Classroom Cooks Offerings:

Books for Cooks
Ideal for Pre-K–1st Grade
Reading has never tasted so good! This beginning-to-cook class is a perfect way to quench your young chef’s thirst for culinary adventure and develop his or her appetite for nutritious nibbles. Books are chosen to reinforce academic and social skills, support diverse cultural values, and to coincide with seasonal cuisine. Ingredients are chosen to expand the culinary horizons of our tot-chefs, encouraging them to use all the senses to explore and experience new foods. Healthy recipes may include Very Hungry Caterpillar Snacks, I Will Never Not Ever Eat a Tomato Salsa, Wild Things Pesto Pita Pizza, and Big Moon Tortillas. Children receive a cook-booklet with all recipes!

Global Eats
Ideal for 2nd–6th Grades
Come travel the world… of food! We’ll stamp our passports and explore wonderful cuisines from around the globe! Through the delicious lens of cooking, our lessons emphasize geography, culture, language, history, and music! Students learn fundamental culinary skills and nutrition education while building self-esteem and exploring their creativity. Fun and tasty recipes may include Italian panzanella salad, handmade tortillas with frijoles and salsa verde, Vietnamese spring rolls, French crepes, and North African couscous. Students design a multi-cultural cook-booklet throughout the semester.

The Secret Garden
Ideal for 2nd–8th Grades
Get cooking with this hands-on garden-based cooking class! This class finds inspiration in seasonal ingredients from the farmers’ markets, as well as the Food Network’s famed Iron Chef Challenge. Each week students are introduced to a fresh “Secret Ingredient”, such as basil, carrots, garlic, or strawberries, and learn about its journey from seedling to the table. Using all 5 senses to explore the ingredients, students learn about their nutritional, cultural, and culinary properties. Our young chefs may take a trip to the “Cucumber Spa” before making Indian raita, become “Bell Pepper Detectives” whipping up a batch of tri-pepper quesadillas, or make a cornhusk doll and sweet corncakes to better understand the role maize played in early Native American society. Students compile a cookbook of the class recipes, and have the opportunity to bring home seeds to plant in their own garden!
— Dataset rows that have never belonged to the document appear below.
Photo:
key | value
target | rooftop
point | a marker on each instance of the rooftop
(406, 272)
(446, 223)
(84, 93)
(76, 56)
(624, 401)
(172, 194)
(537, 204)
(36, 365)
Kitchen Science Coming Soon!
Ideal for 2nd–6th Grades
In our kitchen laboratory bread rises, cream whips, and chocolate melts! Cooking IS chemistry! Students in this class learn about the science of nutrition and cooking in a fun and hands-on way. Students create a science journal filled with recipes and observations. Using all five senses to explore ingredients, children wonder Which dairy product contains the most fat?, What do vitamins, their color, and our health have to do with each other? and What are vegetables, really? This edible science class is hands-on, fun, and nutritious.